Lonjakan kinerja TINS dipicu oleh tingginya harga rata-rata timah LME yang mencapai US$ 50.319 per MT atau melesat 56,68 persen, seiring kondisi pasar global yang mengalami defisit pasokan sebesar 5.720 ton.
"Ini lonjakan luar biasa, sudah melampaui target FY26F," paparnya BRIDS dalam risetnya.
Analis BRIDS menambahkan bahwa proyeksi kinerja untuk paruh kedua tahun ini tinggal menyelesaikan pengiriman marjinal untuk memenuhi target tahunan.
"Pasar global masih defisit 5.720 ton (produksi 173.536 vs konsumsi 179.256 ton per CRU Tin Monitor)," sebut BRIDS.

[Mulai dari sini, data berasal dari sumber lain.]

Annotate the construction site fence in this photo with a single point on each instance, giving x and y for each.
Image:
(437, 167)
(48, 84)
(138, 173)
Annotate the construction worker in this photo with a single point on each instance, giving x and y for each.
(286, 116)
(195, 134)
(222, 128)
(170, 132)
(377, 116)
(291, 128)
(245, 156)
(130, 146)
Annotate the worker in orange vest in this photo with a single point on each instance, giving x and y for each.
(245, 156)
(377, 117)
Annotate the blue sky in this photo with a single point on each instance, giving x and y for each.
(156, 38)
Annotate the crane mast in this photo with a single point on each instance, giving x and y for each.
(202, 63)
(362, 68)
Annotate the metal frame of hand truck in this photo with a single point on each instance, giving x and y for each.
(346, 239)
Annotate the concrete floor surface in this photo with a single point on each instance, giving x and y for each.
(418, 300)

Meskipun terdapat risiko dari rencana kenaikan tarif royalti yang belum diimplementasikan, sekuritas ini menyoroti rasio P/E terdiskon TINS yang berada pada level 6,7 kali.
BRIDS merekomendasikan buy saham TINS dengan target harga Rp 4.500 denga basis 10x P/E FY26F (-2 SD di atas historis mean).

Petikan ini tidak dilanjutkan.